Born in 1980, when China mainland was at the early stage of the reform and opening policy, Ke Ming is a member of his generation who has witnessed China’s exhaustive change. In 2005, Ke graduated from Oil Painting Department at the Hubei Institute of Fine Arts. Soon after, he was invited to the Akademie der Bildenden Künste München in Germany for further studies in art. It is worth mentioning that during Ke’s college years, he took off two years from school and spent one year working as a volunteer in a remote mountain area, and the other in China’s capital, Beijing. His experiences in different countries and regions and exposure to multiple cultures and living conditions have enriched the artist’s perspective looking at contemporary society from dynamic angles.
Ke Ming’s conceptual art has shown the roots from the past, perhaps, it is just like the artist addressed, “A bird shouldn’t need to search for food, because nature has prepared the best food possible. It should fly in order to spread seeds and sing sweet music.” One example is the work, “To Add One Meter to an Unknown Mountain,” in 2018 refers to a classic image in China’s contemporary art history, “Add one more meter to the unnamed hill” in 1995. Over two decades, some of the artists in the original 1995 version photo, now are labeled as “cultural icons”, but the nameless hill remains the same.
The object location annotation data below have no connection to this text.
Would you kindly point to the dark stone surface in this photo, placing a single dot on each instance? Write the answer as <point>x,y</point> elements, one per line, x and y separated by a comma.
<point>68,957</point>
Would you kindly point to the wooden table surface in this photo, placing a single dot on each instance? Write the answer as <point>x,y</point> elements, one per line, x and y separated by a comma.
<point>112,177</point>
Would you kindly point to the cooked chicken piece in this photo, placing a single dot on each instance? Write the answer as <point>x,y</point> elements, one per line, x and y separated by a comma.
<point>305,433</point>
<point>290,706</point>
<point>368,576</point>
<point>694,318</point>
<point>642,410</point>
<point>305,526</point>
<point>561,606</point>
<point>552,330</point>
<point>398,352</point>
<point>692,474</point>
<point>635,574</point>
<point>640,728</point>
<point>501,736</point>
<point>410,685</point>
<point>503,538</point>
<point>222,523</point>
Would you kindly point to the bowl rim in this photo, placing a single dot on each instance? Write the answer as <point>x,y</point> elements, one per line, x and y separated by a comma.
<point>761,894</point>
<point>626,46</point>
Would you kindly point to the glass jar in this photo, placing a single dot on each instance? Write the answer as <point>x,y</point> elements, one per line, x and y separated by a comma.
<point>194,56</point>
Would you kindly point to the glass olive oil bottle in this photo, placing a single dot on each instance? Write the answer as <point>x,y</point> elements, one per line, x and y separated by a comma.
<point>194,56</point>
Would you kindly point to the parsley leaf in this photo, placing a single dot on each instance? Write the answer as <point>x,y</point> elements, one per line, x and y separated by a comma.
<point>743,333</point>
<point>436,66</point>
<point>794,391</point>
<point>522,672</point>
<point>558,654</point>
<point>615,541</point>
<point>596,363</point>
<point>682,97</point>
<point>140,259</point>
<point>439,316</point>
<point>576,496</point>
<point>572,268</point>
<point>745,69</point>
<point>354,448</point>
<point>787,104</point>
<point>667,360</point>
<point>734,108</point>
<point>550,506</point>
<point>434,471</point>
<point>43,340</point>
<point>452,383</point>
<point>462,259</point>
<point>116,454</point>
Another work on display, “Great Wall” uses a group photo of undergraduate students of Central China Normal University in 2019 as a present notation of the ideological “Great Wall.” It questions whether most individuals, in a collectivist surrounding, are able to truly remain independent in thought and action.
In addition, as a noun, “cross” can be a written mark, “x,” which “usually used to show where something is, or that something has not been written correctly. 2 ” Hereby, this exhibition invites the viewers to decide for themselves, if there is a standard of “correct.”